Полковники управляли подвластными территориями и через полкових судей вершили суд на основании гетманских универсалов, норм обычного права, и частично Литовского Статута. Но главной их задачей являлся контроль за сбором налогов, таможенных пошлин и акцизов. На период ее создания эта система работала достаточно эффективно, так как не позникало проблем с включением населения в казацкий реестр, казаком считался каждый, кто хотел этого, более того, многих в полки зачисляли насильно, не взирая на протесты. Из-за такого формирования казацких полков они по численности существенно отличались друг от друга, самый большой, брацлавський, включал в себя 21 сотню, по тысяче человек в каждой, а самый маленький едва насчитывал тысячу казаков.
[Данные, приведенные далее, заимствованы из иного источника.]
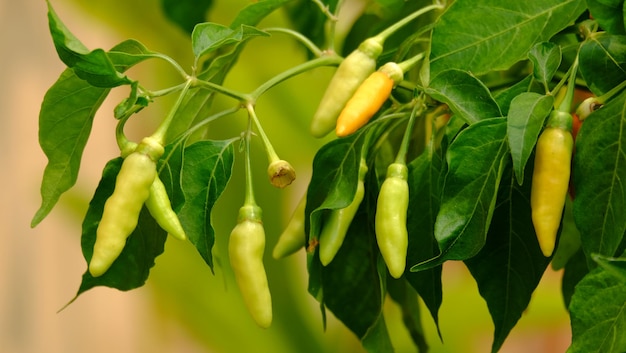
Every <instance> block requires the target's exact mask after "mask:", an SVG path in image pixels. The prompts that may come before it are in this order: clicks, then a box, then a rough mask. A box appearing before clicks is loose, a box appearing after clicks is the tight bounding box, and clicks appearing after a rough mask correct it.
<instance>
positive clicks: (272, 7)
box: [230, 0, 292, 29]
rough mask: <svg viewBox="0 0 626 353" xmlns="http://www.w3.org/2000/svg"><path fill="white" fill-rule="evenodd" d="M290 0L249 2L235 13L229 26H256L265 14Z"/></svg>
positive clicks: (289, 1)
mask: <svg viewBox="0 0 626 353" xmlns="http://www.w3.org/2000/svg"><path fill="white" fill-rule="evenodd" d="M290 1H292V0H264V1H258V2H254V3H250V4H248V6H246V7H244V8H243V9H241V11H239V13H237V17H235V19H234V20H233V22H232V23H231V24H230V28H232V29H235V28H237V27H239V26H241V25H249V26H256V25H257V24H258V23H259V22H261V20H262V19H264V18H265V17H266V16H267V15H269V14H270V13H272V12H274V10H276V9H278V8H280V7H281V6H284V5H285V4H286V3H288V2H290Z"/></svg>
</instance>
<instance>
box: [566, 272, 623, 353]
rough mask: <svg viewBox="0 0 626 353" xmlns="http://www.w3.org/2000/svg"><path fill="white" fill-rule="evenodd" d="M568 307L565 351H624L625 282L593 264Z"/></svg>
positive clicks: (579, 283)
mask: <svg viewBox="0 0 626 353" xmlns="http://www.w3.org/2000/svg"><path fill="white" fill-rule="evenodd" d="M569 311H570V316H571V321H572V345H571V346H570V348H569V349H568V350H567V352H568V353H578V352H581V353H582V352H585V353H587V352H607V353H622V352H626V335H625V334H624V332H626V282H624V281H622V280H620V278H618V277H616V276H614V275H612V274H611V273H609V272H607V271H606V270H605V269H604V268H602V267H600V268H596V269H595V270H593V271H592V272H591V273H589V274H588V275H587V276H585V278H583V280H582V281H580V283H578V285H577V286H576V291H575V292H574V296H573V297H572V301H571V303H570V306H569Z"/></svg>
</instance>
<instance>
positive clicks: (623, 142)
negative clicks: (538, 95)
mask: <svg viewBox="0 0 626 353" xmlns="http://www.w3.org/2000/svg"><path fill="white" fill-rule="evenodd" d="M625 112H626V93H622V94H620V95H619V96H618V97H616V98H615V99H613V100H611V101H610V102H608V103H607V104H606V105H605V106H604V107H603V108H602V109H599V110H597V111H596V112H594V113H593V114H591V115H590V116H589V117H588V118H587V119H586V120H585V123H584V124H583V126H582V127H581V129H580V132H579V133H578V137H577V138H576V154H575V156H574V168H573V169H574V188H575V190H576V199H575V200H574V217H575V218H574V219H575V221H576V226H577V227H578V229H579V230H580V232H581V235H582V237H581V242H582V246H583V250H584V252H585V254H586V255H587V257H588V258H589V256H591V254H593V253H597V254H600V255H604V256H609V257H611V256H616V255H618V254H616V251H617V249H618V246H619V245H620V243H621V242H622V238H623V235H624V231H626V214H625V213H624V209H625V208H626V185H624V183H623V182H622V181H623V180H626V137H625V136H626V113H625Z"/></svg>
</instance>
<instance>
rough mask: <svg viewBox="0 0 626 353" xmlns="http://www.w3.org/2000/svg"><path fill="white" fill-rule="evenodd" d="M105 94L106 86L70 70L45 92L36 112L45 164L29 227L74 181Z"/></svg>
mask: <svg viewBox="0 0 626 353" xmlns="http://www.w3.org/2000/svg"><path fill="white" fill-rule="evenodd" d="M108 94H109V89H106V88H98V87H93V86H91V85H89V83H87V82H86V81H84V80H81V79H80V78H78V77H77V76H76V74H75V73H74V71H73V70H71V69H66V70H65V71H63V73H62V74H61V76H60V77H59V79H58V80H57V81H56V82H55V83H54V85H52V87H50V89H48V92H46V95H45V96H44V99H43V103H42V105H41V110H40V112H39V144H40V145H41V149H42V150H43V152H44V153H45V154H46V157H47V158H48V165H46V168H45V170H44V173H43V180H42V183H41V199H42V200H41V206H40V208H39V210H37V212H36V213H35V216H34V217H33V220H32V221H31V227H34V226H36V225H37V224H39V222H41V221H42V220H43V219H44V218H45V217H46V216H47V215H48V213H50V211H52V208H54V205H56V203H57V202H58V201H59V198H60V197H61V195H62V194H63V193H64V192H66V191H67V190H69V189H70V188H71V187H72V186H74V184H75V183H76V179H77V178H78V169H79V168H80V161H81V158H82V155H83V151H84V149H85V145H86V144H87V139H88V138H89V134H90V133H91V126H92V124H93V118H94V116H95V114H96V111H97V110H98V108H100V105H101V104H102V102H103V101H104V99H105V98H106V96H107V95H108Z"/></svg>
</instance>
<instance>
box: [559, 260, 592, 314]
mask: <svg viewBox="0 0 626 353" xmlns="http://www.w3.org/2000/svg"><path fill="white" fill-rule="evenodd" d="M588 273H589V268H588V267H587V261H586V259H585V253H584V252H583V250H582V249H578V251H577V252H576V253H575V254H574V255H573V256H572V257H570V259H569V260H568V261H567V264H566V265H565V270H564V271H563V282H562V283H561V292H562V294H563V303H564V304H565V307H569V304H570V302H571V301H572V296H573V295H574V289H575V288H576V285H577V284H578V282H580V281H581V280H582V279H583V278H584V277H585V276H586V275H587V274H588Z"/></svg>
Перед началом весенней кампании 1649 года к регулярным казацким полкам присоединилось много желающих поживиться за счет предполагаемых трофеев, поэтому Хмельницкий и сам толком не знал численности всех своих войск. В воспоминаниях современников фигурируют цифры от 200 до 400 тысяч, и, возможно, по состоянию на различные периоды 1649 года так оно и было.
Однако после заключения Зборовского трактата, установившего численность казацкого реестра в сорок тысяч, возникла острая необходимость в проведении новой административной реформы. Подлежал сокращению не только численный состав полков и сотен, но и само их количество.
Закрывшись в своем кабинете с недавно избранным генеральным писарем Иваном Выговским, гетман напряженно размышлял над этитими проблемами, от которых шла кругом голова.
— Посуди сам, Иван, — тяжело вздохнул он, — реестр предусматривает сорок тысяч, у нас же желающих в него попасть не менее двухсот тысяч. Ну, количество полков, допустим, мы подсократим, а людей куда девать?